Cyril Guyot <cyril@zoy.org> writes:
> On Sat, Apr 27, 2002 at 02:06:17PM -0500, J?rgen Tischer wrote:
> > I think it's not a bug, it's a too slow algorithm. Have a look of timings on
> > my Dell 8100
>
> I don't think so since on my machine primep(80630964769); returns FALSE
> and primep(80630965313); returns TRUE both in less than a second.
> However they are both prime.
I tried these examples (repeatedly) with the current Maxima
5.9.0pre-cvs under clisp 2.28 and I get TRUE in both cases. So this
could be some implementation specific issue.
But I think Jürgen Tischer is right with respect to your original
example. Here's a short description of the algorithm (gathered from
looking at rat3c.lisp and rat3d.lisp).
Maxima's `primep' begins by doing a pseudo-prime test and if the given
number N passes it (which your number does) `cfactor' is called, which
performs a straightforward trial division: It factors out the highest
powers of 2 and 3 and then of all numbers <= sqrt(N) which are
congruent to 1 or 5 mod 6. The point is that this takes
sqrt(N)/3+O(1) divisions if N is indeed a prime.
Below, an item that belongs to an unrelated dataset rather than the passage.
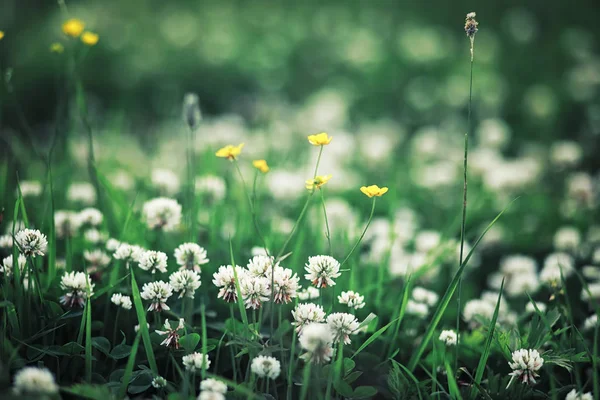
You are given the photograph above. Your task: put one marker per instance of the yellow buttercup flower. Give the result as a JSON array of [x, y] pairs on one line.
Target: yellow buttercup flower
[[320, 139], [373, 191], [317, 182], [261, 165], [89, 38], [73, 27], [57, 48], [229, 151]]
For your number this
means over 6.0E18 iterations ...
Btw, you can limit the size of the divisors which are tried by setting
`intfaclim' to a reasonable value and by calling `?primep' instead of
`primep' (at the lisp level `$primep' calls `primep' with `$intfaclim'
set to nil). For example, with the default setting for `intfaclim'
this gives
(C1) intfaclim;
(D1) 1000
(C2) ?primep(340282366762482138434845932244680310783);
(D2) TRUE
(C3)
But of course this can hardly be regarded as a reasonable primality
test.
Wolfgang
--
wjenkner@inode.at